National guardsmen march to secure the entrance of the National Institute of Migration office in Tapachula, where hundreds of migrants are waiting outside. (Photos by Salma Reyes/Cronkite Borderlands Project)

Left: Protesters, many Haitian, throw rocks at the line of shielded national guardsmen blocking the entrance to the National Institute of Migration office in Tapachula. Another migrant sets fire to a roadblock of dry brush as cries of “Liberté!” drown out police sirens. Right: National guardsmen march to secure the entrance of the National Institute of Migration office in Tapachula, where hundreds of migrants are waiting outside. (Photos by Salma Reyes/Cronkite Borderlands Project)

Discrimination against migrants was a constant in the countries they passed through. The majority of their journey was by bus, with tickets being more expensive for migrants.

“At the terminal leaving Honduras, they told us, ‘Only 10 foreigners can board, and the rest must be Hondurans,’” Pedro said.

Many times after paying for passage at a makeshift checkpoint, their bus was met by police just down the road demanding more money.

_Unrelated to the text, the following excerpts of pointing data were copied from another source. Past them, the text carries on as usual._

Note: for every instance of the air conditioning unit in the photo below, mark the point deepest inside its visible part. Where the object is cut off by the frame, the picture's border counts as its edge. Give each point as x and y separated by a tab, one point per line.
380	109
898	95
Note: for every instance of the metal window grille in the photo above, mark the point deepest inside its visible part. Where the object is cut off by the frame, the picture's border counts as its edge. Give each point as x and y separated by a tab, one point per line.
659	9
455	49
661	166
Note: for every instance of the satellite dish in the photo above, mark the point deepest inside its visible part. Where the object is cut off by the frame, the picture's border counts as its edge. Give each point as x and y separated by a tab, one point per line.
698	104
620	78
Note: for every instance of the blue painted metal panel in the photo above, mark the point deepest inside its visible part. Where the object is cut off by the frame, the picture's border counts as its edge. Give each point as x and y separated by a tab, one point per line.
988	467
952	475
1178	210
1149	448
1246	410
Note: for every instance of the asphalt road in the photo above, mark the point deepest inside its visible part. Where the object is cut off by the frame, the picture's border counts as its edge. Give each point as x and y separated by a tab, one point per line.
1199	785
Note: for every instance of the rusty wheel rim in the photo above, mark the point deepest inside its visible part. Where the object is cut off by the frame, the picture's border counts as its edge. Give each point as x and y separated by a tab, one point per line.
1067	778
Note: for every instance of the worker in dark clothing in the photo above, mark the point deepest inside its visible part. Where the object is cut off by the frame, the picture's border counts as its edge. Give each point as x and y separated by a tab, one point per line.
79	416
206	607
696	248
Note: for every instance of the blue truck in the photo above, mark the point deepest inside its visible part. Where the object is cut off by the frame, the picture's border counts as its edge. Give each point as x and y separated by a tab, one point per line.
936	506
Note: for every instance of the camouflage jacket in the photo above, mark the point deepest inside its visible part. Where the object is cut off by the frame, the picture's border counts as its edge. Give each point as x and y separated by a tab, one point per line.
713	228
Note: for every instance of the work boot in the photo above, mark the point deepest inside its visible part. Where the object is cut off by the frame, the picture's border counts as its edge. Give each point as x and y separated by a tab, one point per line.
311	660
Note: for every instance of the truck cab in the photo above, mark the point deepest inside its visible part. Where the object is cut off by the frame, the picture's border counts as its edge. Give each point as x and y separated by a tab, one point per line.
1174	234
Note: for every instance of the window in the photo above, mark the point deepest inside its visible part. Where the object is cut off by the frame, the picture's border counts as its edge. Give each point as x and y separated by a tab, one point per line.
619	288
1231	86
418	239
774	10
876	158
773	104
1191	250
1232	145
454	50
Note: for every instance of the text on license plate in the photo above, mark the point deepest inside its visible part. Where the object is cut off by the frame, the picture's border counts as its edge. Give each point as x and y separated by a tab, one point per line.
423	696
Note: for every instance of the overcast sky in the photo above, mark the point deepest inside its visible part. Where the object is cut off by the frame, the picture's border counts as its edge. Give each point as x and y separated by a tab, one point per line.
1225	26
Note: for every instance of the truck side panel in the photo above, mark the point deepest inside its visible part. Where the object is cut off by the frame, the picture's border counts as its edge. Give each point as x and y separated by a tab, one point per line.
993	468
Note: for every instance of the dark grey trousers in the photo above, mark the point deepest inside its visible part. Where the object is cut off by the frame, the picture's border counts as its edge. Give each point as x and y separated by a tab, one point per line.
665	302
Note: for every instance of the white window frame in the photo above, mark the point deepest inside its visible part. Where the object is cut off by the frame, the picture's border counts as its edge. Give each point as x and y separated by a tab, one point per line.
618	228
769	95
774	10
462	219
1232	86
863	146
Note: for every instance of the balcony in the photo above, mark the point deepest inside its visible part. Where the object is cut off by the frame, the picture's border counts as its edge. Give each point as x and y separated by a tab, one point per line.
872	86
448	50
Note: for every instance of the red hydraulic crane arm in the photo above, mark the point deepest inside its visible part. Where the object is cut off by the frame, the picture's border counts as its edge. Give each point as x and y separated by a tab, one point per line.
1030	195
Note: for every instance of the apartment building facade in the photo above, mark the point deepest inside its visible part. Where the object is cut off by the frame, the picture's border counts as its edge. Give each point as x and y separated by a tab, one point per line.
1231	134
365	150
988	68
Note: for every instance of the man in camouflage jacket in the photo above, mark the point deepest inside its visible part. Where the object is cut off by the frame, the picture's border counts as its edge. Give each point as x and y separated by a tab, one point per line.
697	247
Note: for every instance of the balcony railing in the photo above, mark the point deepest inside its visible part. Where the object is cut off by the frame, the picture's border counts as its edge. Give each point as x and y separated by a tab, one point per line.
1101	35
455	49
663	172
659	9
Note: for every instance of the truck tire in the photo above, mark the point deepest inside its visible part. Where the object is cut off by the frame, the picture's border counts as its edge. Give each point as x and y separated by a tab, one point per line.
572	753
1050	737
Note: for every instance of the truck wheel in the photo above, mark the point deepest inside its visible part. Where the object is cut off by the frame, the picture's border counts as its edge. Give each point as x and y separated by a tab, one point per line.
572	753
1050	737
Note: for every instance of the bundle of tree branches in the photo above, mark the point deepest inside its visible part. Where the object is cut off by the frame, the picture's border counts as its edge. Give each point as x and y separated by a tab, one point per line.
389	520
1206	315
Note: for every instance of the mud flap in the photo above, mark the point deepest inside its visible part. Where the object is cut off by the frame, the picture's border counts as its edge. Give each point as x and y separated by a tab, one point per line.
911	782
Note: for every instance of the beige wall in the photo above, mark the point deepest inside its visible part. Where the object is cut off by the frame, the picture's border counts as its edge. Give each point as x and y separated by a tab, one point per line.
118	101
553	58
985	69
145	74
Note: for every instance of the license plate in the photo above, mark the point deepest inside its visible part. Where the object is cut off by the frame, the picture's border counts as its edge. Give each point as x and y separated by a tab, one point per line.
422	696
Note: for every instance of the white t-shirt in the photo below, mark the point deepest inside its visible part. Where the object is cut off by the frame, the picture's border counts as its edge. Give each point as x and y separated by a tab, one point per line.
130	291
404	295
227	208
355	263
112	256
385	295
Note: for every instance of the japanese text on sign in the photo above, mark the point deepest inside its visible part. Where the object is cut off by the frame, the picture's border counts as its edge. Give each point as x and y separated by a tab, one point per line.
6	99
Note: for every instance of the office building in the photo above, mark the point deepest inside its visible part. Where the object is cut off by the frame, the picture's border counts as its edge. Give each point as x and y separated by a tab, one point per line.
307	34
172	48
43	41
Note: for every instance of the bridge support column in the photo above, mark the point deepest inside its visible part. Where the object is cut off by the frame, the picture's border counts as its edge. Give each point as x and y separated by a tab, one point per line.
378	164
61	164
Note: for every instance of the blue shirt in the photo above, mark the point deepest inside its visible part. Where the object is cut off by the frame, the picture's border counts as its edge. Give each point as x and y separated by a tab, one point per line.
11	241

To cross into Nicaragua, Pedro paid $150 per person.

“In Guatemala, it was especially terrible because we didn’t have a way to cross the border into Mexico,” Pedro said.

Then they were approached by a coyote, who offered to take the family over the border for $540 – which the Del Valles obviously didn’t have. The coyote threatened to kill them all if they couldn’t come up with the money the next day. Pedro and Carolina hid the family and began sending messages to family members begging for help, and after a few days they had enough money for the coyote.

In Mexico, they were admitted to the Belén shelter to wait for an appointment with COMAR to request a humanitarian visa. Because shelter rules don’t let residents leave unless they have an appointment regarding their visa, the Del Valles were in a tight spot.

“We need to work. We need to shower. Look, we are sleeping on the floor,” Pedro said. “It is not humane, the way that we’re here just thrown on the floor.”

The shelter only serves lunch. Sometimes a passerby will slide a plate of rice or a banana under the gate, but that’s rare, he said.

The family, who received a humanitarian visa April 4, intends to continue north toward the United States, hoping to find a refugee shelter once they reach Texas.

Despite the horrors of the journey to Tapachula, thousands of migrants face additional months – perhaps years – impoverished and trapped in a bureaucratic nightmare. It’s an untenable situation that won’t change until Mexico’s immigration officials address the problem of documentation.